I should be grading papers right now and planning tomorrow’s lesson, but instead I’m thinking about the term “working mom”.
Before I got pregnant with Gia, Jon and I had planned for me to stay home with her. At that point it was just a discussion though, and something I thought sounded good in theory.
Once I had Gia, I dove into motherhood. It took about a week for me to hit my stride: to trust my mommy instincts and fully realize how deep my love is for this little person that had been in my belly for nearly 42 weeks. Don’t get me wrong, not every day was peaches and cream, but Gia was an exceptionally good infant (and now she’s a great little kid) and life was really really good. I loved staying home with her and cooking and baking and making our house a home for our new family. My theory was correct–I loved being at home.

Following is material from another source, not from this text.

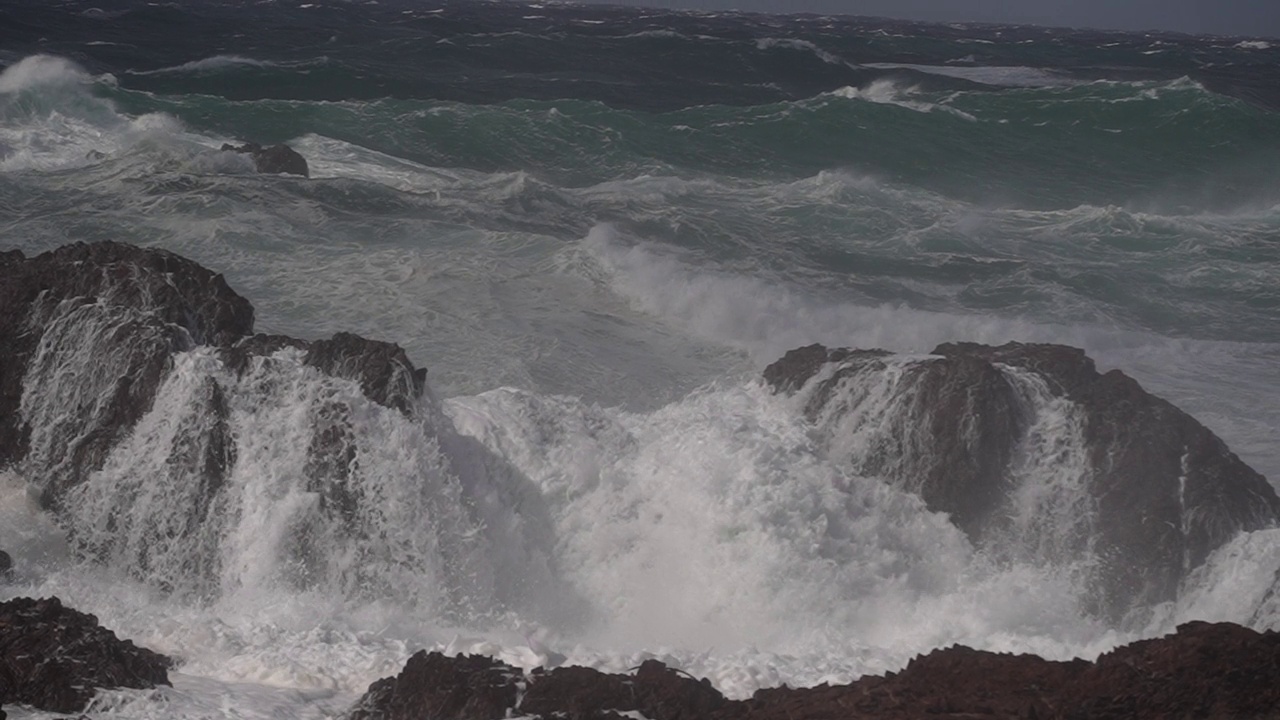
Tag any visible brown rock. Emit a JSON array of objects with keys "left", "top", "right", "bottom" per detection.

When Gia was 5 months old I went on an interview at a local high school just for the fun of it. (I didn’t even wear a suit! The horror!) They were looking for a full time, tenure track English teacher. I thought it would be fun to see if I still had it.

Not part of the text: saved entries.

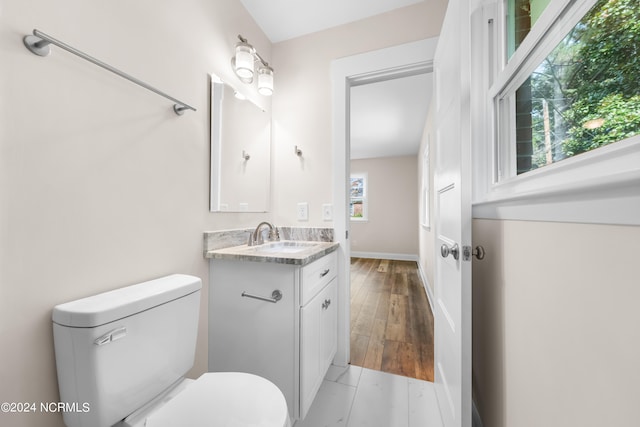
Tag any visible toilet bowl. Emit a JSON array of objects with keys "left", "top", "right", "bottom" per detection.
[
  {"left": 122, "top": 373, "right": 290, "bottom": 427},
  {"left": 52, "top": 274, "right": 290, "bottom": 427}
]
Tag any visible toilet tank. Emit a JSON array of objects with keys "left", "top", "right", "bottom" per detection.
[{"left": 52, "top": 274, "right": 202, "bottom": 427}]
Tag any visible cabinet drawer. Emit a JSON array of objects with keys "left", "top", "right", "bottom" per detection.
[{"left": 300, "top": 251, "right": 337, "bottom": 306}]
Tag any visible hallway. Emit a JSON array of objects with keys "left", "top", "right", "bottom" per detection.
[{"left": 350, "top": 258, "right": 434, "bottom": 381}]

Well, apparently I did still have it. They called me back before the day was over and wanted me to come in for a second round of interviews and do a sample lesson. I hung up the phone and started bawling. Seriously, it was the ugly cry times 10. I was changing Gia’s diaper and crying my eyes out and Jon walked in the door. He, of course, wanted to know why I was hysterical. The conversation went something like this:
Jon: Why are you crying? What’s wrong?
Me: I don’t want to go back to work (sob sob sob). I can’t leave Gia!

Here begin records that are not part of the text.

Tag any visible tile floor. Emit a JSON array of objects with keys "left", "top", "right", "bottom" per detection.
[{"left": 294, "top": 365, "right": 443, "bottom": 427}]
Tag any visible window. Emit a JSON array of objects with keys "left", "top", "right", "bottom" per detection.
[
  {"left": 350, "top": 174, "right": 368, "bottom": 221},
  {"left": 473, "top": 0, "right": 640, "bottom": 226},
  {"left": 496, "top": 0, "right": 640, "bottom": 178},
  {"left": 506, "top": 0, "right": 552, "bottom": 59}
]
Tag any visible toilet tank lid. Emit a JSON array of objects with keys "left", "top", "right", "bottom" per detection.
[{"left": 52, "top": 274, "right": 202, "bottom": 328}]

Jon: So I take the interview went well?
I told him what had happened and my adorable, supportive, wonderful husband told me to call them and tell them thanks, but no thanks, which is what I did. Tough phone call to make but I wasn’t ready to leave my 5 month old just yet.
Fast forward 8 months: it was a summer morning and Gia and I were hanging out. I got a text from a very good friend of mine who is also a former colleague. She now teaches developmental English at the local community college. (Developmental English is for all the students who didn’t place into 101 and need some extra reading and writing practice before they take 101.) They had an opening and she told her boss about me. The next day I interviewed for the position and got the job. I was so excited to be going back to work. It was the perfect gig at the perfect time–2 days a week, 4 hours a day. Just enough to keep my teaching chops, and earn a little money, but not something that took me away from Gia for too long.
Over the course of the 2 years since Gia has been on this earth, I’ve met plenty of new people and I’ve often been asked if I “work”. That’s a tough question though–and I think all moms would agree with that. Even if you don’t work outside the home, you still work. Hard. And, a lot. Being a stay-at-home mom is the hardest job–much harder than teaching all day.
So I guess, after this long winded explanation of my work history these past few years, what I’m trying to say is this: being a mom is a full time job. Anything else I get to do that earns me some moola is just the icing on the proverbial cake. At the end of the day, I’m lucky to have so many jobs that I love.